How we invite and welcome the stranger is one of the most important aspects of the community we seek to form here in this place. It will require diligence on our parts, diligence and intentionality. It will require more than a friendly smile and a hand-shake. It will mean going out of our way, leaving the safety and security of our familiar little groups within, and wandering out into the newness and uncertainty of the encounter with the new, and strange, and different. If we take such a risk we may discover very soon that the new, and the strange, and the different is not so new, and strange, and different after all.
The stranger may not feel comfortable in our existing social groups. The stranger may not fit in any of those groups listed in the bulletin each week. What then? How will we welcome the stranger that is seeking to show us new avenues for ministry? Will we go out of our way to spend time with the stranger, even if it means we must also leave the safe confines of our comfortable groups.
One of Jesus’ parables spoke of a shepherd who leaves an entire flock of sheep to seek out the lost one. I do not recall this parable to suggest that the strangers are the lost ones.

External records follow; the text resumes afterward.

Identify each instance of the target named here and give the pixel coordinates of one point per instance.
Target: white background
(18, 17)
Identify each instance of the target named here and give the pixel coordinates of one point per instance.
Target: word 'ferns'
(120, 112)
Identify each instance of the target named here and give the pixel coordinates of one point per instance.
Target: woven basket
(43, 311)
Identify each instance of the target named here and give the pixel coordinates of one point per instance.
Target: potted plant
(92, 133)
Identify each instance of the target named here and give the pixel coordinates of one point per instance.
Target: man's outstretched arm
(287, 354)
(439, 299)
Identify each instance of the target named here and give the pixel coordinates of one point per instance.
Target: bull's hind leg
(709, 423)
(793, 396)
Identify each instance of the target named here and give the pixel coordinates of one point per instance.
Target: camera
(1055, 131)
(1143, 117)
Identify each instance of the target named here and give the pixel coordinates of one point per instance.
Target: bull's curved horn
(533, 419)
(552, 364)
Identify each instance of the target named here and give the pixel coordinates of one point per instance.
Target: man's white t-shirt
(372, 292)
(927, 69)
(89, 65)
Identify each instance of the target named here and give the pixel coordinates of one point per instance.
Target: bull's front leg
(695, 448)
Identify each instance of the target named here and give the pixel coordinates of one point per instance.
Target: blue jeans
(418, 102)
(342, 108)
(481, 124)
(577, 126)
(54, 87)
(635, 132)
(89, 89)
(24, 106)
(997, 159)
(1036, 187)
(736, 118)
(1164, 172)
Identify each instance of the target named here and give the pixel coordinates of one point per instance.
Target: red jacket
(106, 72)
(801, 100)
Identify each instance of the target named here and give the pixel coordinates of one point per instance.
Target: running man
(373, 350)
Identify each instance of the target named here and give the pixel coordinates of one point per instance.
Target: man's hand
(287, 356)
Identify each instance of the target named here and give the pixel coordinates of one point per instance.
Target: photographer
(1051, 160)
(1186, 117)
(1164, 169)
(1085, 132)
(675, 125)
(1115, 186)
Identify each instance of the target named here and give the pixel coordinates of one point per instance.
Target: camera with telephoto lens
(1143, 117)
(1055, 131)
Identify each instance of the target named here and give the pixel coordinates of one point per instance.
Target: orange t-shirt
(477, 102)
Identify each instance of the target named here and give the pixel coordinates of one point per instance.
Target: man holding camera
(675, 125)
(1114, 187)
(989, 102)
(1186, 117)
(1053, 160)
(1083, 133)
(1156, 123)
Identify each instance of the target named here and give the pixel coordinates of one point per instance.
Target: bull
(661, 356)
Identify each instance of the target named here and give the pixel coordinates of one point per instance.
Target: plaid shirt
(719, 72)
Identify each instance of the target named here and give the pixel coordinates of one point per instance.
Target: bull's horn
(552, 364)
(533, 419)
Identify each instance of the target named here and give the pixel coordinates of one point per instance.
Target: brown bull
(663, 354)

We may indeed be equally lost. But the story encourages us to risk leaving the familiar in order to track unknown territory and discover that one sheep that needs finding. Who knows but that we might not find ourselves in the process.
Overall, I know that I am called to do a better job of this welcoming. I would ask that we would all devote ourselves to being more conscious of the stranger, and more assertive in making contact with the stranger. Will we wait for the stranger to walk through the doors of Hope Church, or will we travel out of our way to seek out the stranger? Who is on our guest list? Who will we invite into our midst? Jesus makes some suggestions. What do you think?